"Le Drôme de Collines" and surrounding areas

Although many English voyagers pass very close to this delightful region as they drive south on the A7 to Provence or the Languedoc it is very surprising how few British people have visited the Drôme and are aware of the 'Hilly Drôme' and the beautiful landscapes and rural French ambience that can be found here.

Our nearest town is Hauterives, which is most famous for the Palais Ideal of the Facteur Cheval. The Facteur was the local postman at the turn of the last century, who, inspired by by the strangely shaped stones that he found upon his round, created an extraordinary Palace of Dreams in Hauterives. It is said that both Gaudi and Picasso were inspired by his work.

 

Hauterives is a very pretty and quintessentially French town with a market on Tuesday mornings, several bars and restaurants, a hotel, shops and a bank. There are also several local family entertainment venues. The town has a fine swimming pool and extensive sports facilities whilst just outside Hauterives there is the Labyrinthe of Hauterives which is a series of fiendish mazes set in landscaped grounds.
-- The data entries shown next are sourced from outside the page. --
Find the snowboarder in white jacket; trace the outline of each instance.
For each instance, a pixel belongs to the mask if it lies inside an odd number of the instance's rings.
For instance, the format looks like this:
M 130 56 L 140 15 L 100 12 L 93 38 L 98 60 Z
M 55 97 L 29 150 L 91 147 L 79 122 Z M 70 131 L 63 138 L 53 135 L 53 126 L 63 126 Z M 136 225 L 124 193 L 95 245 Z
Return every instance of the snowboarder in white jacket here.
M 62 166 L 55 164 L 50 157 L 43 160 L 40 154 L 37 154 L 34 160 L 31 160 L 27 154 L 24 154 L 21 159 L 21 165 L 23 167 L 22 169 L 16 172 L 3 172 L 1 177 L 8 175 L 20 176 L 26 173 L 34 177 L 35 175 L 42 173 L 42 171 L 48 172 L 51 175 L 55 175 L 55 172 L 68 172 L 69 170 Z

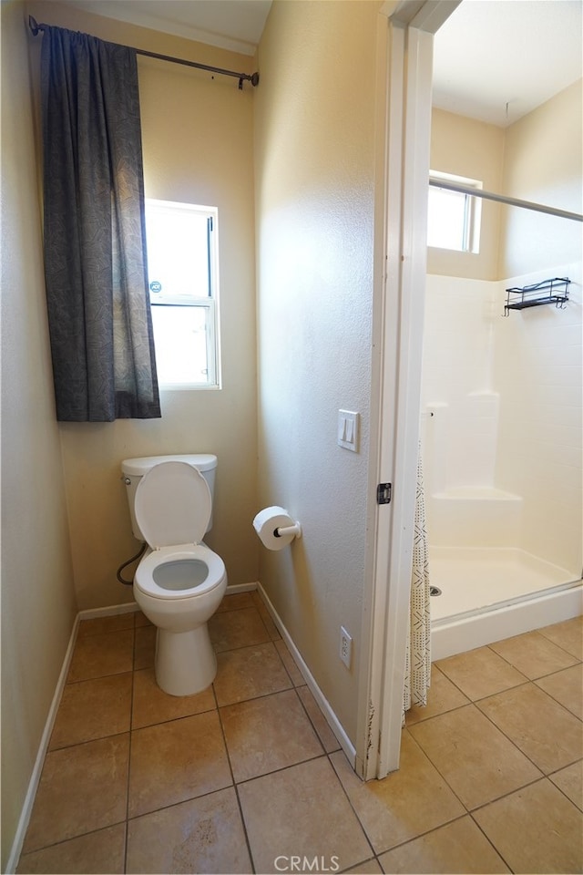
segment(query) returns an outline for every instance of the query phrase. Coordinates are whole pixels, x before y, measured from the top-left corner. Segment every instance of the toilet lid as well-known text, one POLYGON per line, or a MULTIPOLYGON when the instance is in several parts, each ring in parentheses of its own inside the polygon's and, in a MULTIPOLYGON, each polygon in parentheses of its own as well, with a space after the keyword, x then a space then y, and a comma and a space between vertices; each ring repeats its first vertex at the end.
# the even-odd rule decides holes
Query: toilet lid
POLYGON ((160 462, 138 484, 134 508, 150 547, 197 544, 210 520, 210 490, 191 465, 160 462))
The Park Aventura has aerial ropeways ranging from a pleasant stroll through the tree tops to a terrifying 30m high test of stamina and courage. Teenagers love the thrill of the climbing and particularly the zip wires; I find it exciting if scary and an afternoon is quite enough time to do three or more 'runs'. The runs are graded like skiing pistes with yellow being the easiest through green, blue, red and finally black.

 

Walkers and cyclists are all very well catered for in our region with waymarked routes for walkers and VTT (Velos Toutes Terraines) or mountain bikes throughout the area. You can also follow the routes taken by the Facteur Cheval as he did his postal round and collected stones for his Palais. The routes are well marked and maps are available.

Whether you are walking, cycling or driving you will be passing through some of the most attractive countryside in France. It is undeniably hilly with heights rising to 480m above sea level and dropping to deep wooded valleys or combes which, as the area is predominantly sandy and erodes quickly tend to have vertical sides are not easy to cross. Accurate map reading is important! To an English eye the landscape looks quite familiar with the dominant tree being Oak with a good proportion of Sweet Chestnut and Ash. There are however large stands of Robinia or False Acacia which the local woodsmen encourage for fencing stakes and firewood.
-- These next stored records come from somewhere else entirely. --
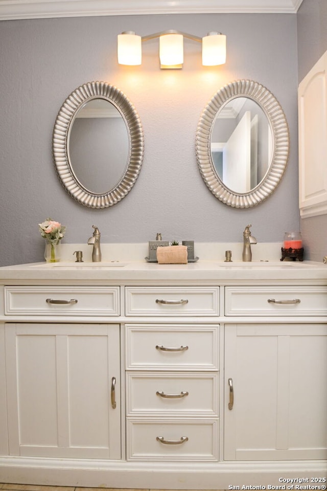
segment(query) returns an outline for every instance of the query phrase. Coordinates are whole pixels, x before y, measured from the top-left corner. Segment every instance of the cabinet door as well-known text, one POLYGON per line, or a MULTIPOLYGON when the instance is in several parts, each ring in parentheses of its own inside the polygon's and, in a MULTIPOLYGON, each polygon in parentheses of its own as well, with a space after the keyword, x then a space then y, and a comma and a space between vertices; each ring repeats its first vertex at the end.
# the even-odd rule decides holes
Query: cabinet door
POLYGON ((10 454, 120 458, 119 326, 7 324, 6 343, 10 454))
POLYGON ((225 343, 225 460, 327 458, 327 325, 227 326, 225 343))
POLYGON ((327 51, 298 87, 299 207, 302 217, 327 213, 327 51))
The tree and shrub mix gives us quite spectacular Autumn colours with stunning butter yellows, golds and oranges giving way to deep reds and purples. Of particular note is the Persimmon or Kaki which is often found by older farm houses and in October and November the bright orange fruit hang against the deep reddish purple foliage - quite a sight.

Wine

A subject very dear to our hearts and one which became a delightful surprise very soon after we moved here. I had always liked the Côtes du Rhone wines but had not understood just how great a variety of wines existed in the area. From the more tannic  reds of the Northern end of the valley just south of Lyon to the enormously full bodied and mouth filling reds to be found around Avignon and Orange, through the minimal but still very interesting white production - particularly Condrieu, just across the Rhone from Vienne, the choice is astonishing and for wine lovers every day could become a joyous journey of degustation.
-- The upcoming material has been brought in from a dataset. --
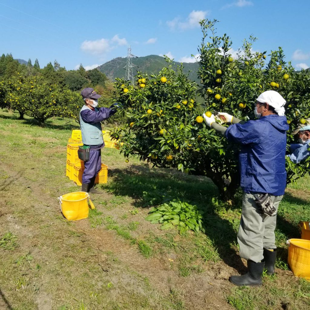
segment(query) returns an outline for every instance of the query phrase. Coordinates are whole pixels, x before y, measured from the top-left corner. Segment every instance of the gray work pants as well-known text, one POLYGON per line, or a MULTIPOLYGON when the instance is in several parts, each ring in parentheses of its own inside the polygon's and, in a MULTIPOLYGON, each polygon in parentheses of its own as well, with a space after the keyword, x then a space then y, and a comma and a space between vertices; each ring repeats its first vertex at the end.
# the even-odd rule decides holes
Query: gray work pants
MULTIPOLYGON (((283 195, 270 196, 277 210, 283 197, 283 195)), ((244 193, 242 215, 237 236, 240 256, 258 263, 264 258, 263 247, 276 248, 274 230, 276 222, 276 215, 268 216, 262 214, 253 195, 244 193)))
Our nearest large Appellations are Hermitage and Crozes Hermitage.We have also AOC St Joseph across the Rhone in the Ardeche.  People generally feel that the Hermitage wines made from Syrah grapes grown on the steep slopes above Tain l'Hermitage are the better but tend to be somewhat offput by the prices. Crozes has a much larger area of vinyards and therefore produces much more and less expensive wine. The quality is generally good but .....if you know the right vignerons you can find some quite astonishing wines at very reasonable prices. We propose to do tasting trips when we will drive and our visitors can taste to their hearts content.

Head about one hour South down the Rhone valley, past Valence and Montelimar and you arrive in the Côtes du Rhone Villages where such poetic sounding villages such as Gigondas, Rasteau, Cairanne and of course, Chateauneuf du Pape produce wonderful rich reds in a climate and landscape which is altogether dryer and more mediterranean in feel to our more temperate climate.